Feeling Neurotic? Then Take An Antidepressant
30 CommentsBy Ed Silverman // December 8th, 2009 // 9:44 am
A new study suggests that at least one antidepressant, GlaxoSmithKline’s Paxil, may help ward off neurotic feelings that may make someone more depressed to begin with. Neurotic feelings may lead to negative emotions and emotional instability, and studies have suggested people who are very neurotic have a higher risk of becoming depressed.
“Our data suggests that modern antidepressants work partly by correcting key personality risk factors of depression,” Tony Tang, a psychology professor at Northwestern University, who led the study, tells Reuters. “It’s the basic tendency towards having negative emotions.”
There is also some suggestion that people who are extroverts - those who tend to be both socially outgoing and have a more positive outlook on life - are less likely to become depressed, Reuters notes. The study was published in the Archives of General Psychiatry (see here).

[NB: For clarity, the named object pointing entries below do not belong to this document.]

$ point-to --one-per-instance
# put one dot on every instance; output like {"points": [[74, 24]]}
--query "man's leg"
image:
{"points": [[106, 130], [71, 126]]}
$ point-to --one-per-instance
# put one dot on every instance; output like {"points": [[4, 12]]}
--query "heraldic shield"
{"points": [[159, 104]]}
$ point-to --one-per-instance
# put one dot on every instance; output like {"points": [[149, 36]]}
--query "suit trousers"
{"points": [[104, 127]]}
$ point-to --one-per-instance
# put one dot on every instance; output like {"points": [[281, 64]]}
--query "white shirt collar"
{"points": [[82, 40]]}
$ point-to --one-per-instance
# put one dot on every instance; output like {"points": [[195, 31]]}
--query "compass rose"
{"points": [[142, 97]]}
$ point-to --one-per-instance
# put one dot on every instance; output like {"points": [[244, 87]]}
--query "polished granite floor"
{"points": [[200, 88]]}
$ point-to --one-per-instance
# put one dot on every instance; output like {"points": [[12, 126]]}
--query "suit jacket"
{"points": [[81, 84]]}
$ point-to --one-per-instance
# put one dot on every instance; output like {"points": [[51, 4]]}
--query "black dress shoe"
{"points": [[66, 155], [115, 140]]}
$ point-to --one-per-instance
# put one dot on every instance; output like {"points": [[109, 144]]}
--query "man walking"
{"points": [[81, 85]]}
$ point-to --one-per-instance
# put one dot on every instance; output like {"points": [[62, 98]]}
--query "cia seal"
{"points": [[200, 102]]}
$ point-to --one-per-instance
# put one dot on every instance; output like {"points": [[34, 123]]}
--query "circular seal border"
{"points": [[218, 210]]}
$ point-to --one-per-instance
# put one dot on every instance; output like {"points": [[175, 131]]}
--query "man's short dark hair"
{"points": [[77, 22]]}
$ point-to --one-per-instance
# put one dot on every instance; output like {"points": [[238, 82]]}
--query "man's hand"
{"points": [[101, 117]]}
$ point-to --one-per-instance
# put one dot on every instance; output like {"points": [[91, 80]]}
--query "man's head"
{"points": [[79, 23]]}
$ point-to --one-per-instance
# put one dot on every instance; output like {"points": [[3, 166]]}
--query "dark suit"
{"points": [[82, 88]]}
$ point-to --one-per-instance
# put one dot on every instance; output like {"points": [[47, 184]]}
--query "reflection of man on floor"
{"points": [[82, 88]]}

The rsearchers looked to see whether Paxil, which has been linked to suicidal thoughts and birth defects, had any effect beyond just treating depression. They gave the pill to 120 volunteers with depression and compared their experiences to 60 people who underwent cognitive behavioral therapy and another group of 60 who took a placebo. Personalities and depression symptoms were assessed before and after treatment.
After 12 weeks, all of the patients experienced improvements in depression symptoms, but those given Paxil also saw significant drop in neurotic feelings and a marked increase in extroversion compared with those in the other groups. “Patients taking paroxetine reported 6.8 times as much change on neuroticism and 3.5 times as much change on extroversion as placebo patients matched for depression improvement,” the authors wrote.
Ian Cook of the David Geffen School of Medicine at the University of California Los Angeles, who was not part of the research team, tells Reuters the findings may cause some docs to rethink their assumptions about how antidepressants work.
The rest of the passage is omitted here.